Const also confirmed that transaction fees will be introduced, and those fees will help fund decentralized infrastructure. He suggested the chain could generate a few million dollars in transaction fees based on current activity.

The end goal is a chain that is harder to shut down, harder to control, and impossible to manipulate through centralized actors.

Governance Is Coming: A Real DAO-Like Structure

The long-term goal is decentralized governance and Const says it’s coming before the end of 2026.

He referenced the governance framework described in the original dTAO paper, including a Triumvirate model where subnet owners and validators gain real power over upgrades. Members would be selected through randomized selection mechanisms rather than campaign-style elections, reducing the risk of political capture.

Governance proposals would go through a multi-step process:

  • Proposals get ratified by a Triumvirate.
  • Validators and subnet owners can vote to delay or stop upgrades.
  • A 50% quorum vote can block changes.
  • “Nay” votes double the delay window, slowing down contentious upgrades.

The idea is to balance speed with decentralization: hot fixes can ship fast, but major upgrades face scrutiny.

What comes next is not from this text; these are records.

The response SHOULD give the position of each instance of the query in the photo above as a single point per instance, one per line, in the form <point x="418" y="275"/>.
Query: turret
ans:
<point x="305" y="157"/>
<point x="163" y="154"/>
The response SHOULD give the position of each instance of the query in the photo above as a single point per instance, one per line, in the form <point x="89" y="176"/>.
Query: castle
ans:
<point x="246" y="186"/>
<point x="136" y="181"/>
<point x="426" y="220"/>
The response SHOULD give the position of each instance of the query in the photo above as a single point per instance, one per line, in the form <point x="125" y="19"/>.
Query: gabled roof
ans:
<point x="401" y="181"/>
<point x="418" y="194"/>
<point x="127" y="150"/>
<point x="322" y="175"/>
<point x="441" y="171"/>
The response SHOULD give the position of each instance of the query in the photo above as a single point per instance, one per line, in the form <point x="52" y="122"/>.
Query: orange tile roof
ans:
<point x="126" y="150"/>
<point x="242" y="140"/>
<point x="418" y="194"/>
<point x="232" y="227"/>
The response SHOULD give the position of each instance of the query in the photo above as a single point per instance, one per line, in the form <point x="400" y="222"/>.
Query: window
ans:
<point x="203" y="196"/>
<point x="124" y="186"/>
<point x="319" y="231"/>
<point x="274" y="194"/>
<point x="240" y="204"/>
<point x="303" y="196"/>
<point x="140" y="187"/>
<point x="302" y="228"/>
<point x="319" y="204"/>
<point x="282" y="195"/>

First Governance Target: Cutting Emissions for Exploit Subnets

Const also revealed that one of the first governance actions could be allowing votes to stop emissions for exploitative subnets.

He directly mentioned Subnet 104, accusing it of manipulating incentives and extracting value from the ecosystem. Under the new governance structure, the community could vote to remove emissions from such subnets, redirecting rewards toward real builders.

This would represent a major shift: instead of relying on Foundation authority, the network would defend itself through transparent governance.

Final Take: dTAO Worked

The message from the call was clear: dTAO worked, but it exposed everything including the good, the bad, and the ugly. It attracted scams, forced tokenomics evolution, created real infrastructure winners, and turned the community into a market-driven governance layer.

Now Bittensor is entering its next era of decentralizing chain operations, decentralizing decision-making, and building a governance system capable of defending the network without centralized authority.